To Windows 8 SSD liked

I am running Windows 8 on a 60 GB SSD. I found, however, that this is not enough for my needs, and I was even unable to upgrade to Windows 10 because I can't free up enough space to perform the upgrade.

So, I bought a 250 GB SSD to transfer to. I used gparted on a Ubuntu Live USB to clone the drive by copying the partitions and ensuring that they begin and end at the same point, and ensuring that the system reserved partition is marked as bootable. Then I expanded the main partition to take full advantage of the 250 GB drive.

I assume that that would be enough. I cloned disks of Windows before and been able to simply start up without problem. However, this time, I hit a problem. If I boot on the 250 GB drive, Windows then appears to start properly. When I check the drives that Windows detects, if I find that the disk of 60 GB is still listed as the C:\ drive and my 250 GB drive is another drive H:\. So, no doubt, despite specifying them in the BIOS to boot from the 250, Windows has loaded the 60.
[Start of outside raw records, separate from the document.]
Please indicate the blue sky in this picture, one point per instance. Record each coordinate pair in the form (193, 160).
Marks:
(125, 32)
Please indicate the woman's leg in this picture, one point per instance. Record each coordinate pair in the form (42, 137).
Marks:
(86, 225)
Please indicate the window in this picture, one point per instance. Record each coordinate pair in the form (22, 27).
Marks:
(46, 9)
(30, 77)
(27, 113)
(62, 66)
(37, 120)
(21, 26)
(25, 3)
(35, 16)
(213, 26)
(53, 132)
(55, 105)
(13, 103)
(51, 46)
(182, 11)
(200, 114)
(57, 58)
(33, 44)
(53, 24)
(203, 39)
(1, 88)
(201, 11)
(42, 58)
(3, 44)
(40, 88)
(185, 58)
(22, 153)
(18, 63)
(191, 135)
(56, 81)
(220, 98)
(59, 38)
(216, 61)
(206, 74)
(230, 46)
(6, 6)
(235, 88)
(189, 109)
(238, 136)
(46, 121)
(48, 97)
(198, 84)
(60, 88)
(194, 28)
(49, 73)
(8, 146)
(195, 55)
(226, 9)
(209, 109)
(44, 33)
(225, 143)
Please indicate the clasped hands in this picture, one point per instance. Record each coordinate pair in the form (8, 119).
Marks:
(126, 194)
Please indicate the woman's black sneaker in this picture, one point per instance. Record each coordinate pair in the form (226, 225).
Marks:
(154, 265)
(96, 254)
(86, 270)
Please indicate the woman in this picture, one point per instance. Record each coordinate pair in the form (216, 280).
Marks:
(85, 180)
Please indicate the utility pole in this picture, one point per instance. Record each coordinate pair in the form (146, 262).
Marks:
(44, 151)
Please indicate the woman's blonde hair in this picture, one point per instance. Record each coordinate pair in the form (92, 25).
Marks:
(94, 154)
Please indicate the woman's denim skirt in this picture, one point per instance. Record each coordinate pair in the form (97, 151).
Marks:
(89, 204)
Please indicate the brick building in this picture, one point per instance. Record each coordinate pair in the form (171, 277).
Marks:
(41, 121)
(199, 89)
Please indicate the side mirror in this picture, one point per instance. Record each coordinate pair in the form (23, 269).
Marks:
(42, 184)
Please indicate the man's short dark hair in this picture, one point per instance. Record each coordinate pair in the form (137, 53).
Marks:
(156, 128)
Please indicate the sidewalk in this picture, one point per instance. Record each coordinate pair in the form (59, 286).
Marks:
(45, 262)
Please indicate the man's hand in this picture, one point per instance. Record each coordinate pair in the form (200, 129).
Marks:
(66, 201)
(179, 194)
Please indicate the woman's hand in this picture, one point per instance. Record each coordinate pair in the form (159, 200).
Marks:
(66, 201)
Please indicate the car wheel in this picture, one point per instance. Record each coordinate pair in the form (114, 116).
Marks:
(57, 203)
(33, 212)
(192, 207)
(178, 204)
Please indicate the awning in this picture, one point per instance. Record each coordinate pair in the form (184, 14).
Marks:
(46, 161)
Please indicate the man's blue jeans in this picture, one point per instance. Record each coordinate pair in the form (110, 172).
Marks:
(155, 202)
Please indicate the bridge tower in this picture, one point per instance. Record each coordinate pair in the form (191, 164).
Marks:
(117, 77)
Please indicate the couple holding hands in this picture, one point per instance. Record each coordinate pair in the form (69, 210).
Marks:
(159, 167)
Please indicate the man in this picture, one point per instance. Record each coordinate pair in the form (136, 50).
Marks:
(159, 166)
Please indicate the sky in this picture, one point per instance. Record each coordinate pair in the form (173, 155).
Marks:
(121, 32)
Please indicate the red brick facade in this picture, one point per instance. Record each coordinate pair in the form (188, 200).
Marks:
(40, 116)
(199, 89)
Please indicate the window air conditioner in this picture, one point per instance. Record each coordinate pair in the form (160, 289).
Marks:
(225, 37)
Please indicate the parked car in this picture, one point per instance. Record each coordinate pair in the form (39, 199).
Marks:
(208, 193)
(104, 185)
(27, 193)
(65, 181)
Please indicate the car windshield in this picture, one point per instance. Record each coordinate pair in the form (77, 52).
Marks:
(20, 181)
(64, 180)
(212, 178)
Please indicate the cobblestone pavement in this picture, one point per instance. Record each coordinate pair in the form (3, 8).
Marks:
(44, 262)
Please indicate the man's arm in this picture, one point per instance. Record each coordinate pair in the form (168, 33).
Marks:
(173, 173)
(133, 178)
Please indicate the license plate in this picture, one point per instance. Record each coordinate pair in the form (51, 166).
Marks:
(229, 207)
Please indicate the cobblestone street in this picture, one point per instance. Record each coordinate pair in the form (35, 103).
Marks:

I tried to force Windows to boot from the 250 by removing the 60 the system entirely, but when I did, I met a BSOD saying C:\Windows\System32 winload.exe is not found.

So, I guess my installation of windows has linked its lettering drive (at least for the C:\ drive) for the unique identifiers of the disc. Is it possible that I can change this ID? While Windows is guaranteed to be loaded from the new drive? Or is there another approach for this type of upgrade that will work better?

When you clone a system disk, immediately after that cloning turns off the system and disconnect the source drive.

Then boot from the cloned drive. The original disk can then be put back.

If there are two or more active disks, bootable Windows chooses which he prefers. The user cannot predetermine which disk Windows will choose if the last boot time is the same thing, because it will be when the source and just cloned disks are present.